Yet the author clings to this mantra, as in chapter 4: “The primitive C# types (int, char etc.) are value types, and created on the stack; objects, however, are reference types and are created on the heap”. (Note the confusion of types and instances, occurring through the book -- an object is not a type!). This is very disturbing. One may assume that the author does know the difference, and I did find one hesitation, confined to a parenthetical remark (“A value type holds its actual value in memory allocated on the stack (or it is allocated as part of a larger reference type object)). But I wonder about the effect of these constantly repeated mistakes on the reader, especially the kind of reader who needs to be told what a stack is.

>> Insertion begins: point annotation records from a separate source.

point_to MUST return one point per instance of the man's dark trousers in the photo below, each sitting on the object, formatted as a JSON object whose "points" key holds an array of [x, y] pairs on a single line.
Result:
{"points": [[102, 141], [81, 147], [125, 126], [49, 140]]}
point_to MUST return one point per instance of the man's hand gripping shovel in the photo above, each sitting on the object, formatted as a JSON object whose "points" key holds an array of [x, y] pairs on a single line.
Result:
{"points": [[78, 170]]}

There are many other examples. Whenever Liberty talks about the specific mechanisms of .NET he is cogent and, one hopes, accurate. But when he introduces the “this keyword” he writes that it “refers to the current instance of an object”. Earlier we saw types used when their instances were meant; now it’s the other way around. Objects don’t have instances, “current” or not; they themselves are instances of types. Only types (or classes) have instances. So this should simply have said that this “denotes a reference to the current object”. We learn in chapter 8 about an example class that “your Document class can be stored and it also can be compressed”, but of course this has nothing to do with zipping the class text to send it to your friends, it’s supposed to mean that one may store and compress Document objects -- instances of the class. Or take this explanation, from the same box that helpfully told us what a stack was: we now learn that heap objects are garbage-collected “sometime after the final reference to them is destroyed” (an approximate statement anyway, since references are not “destroyed” but get reattached to other objects), whereas

the garbage collector destroys stack objects sometime after the stack frame they are declared within ends.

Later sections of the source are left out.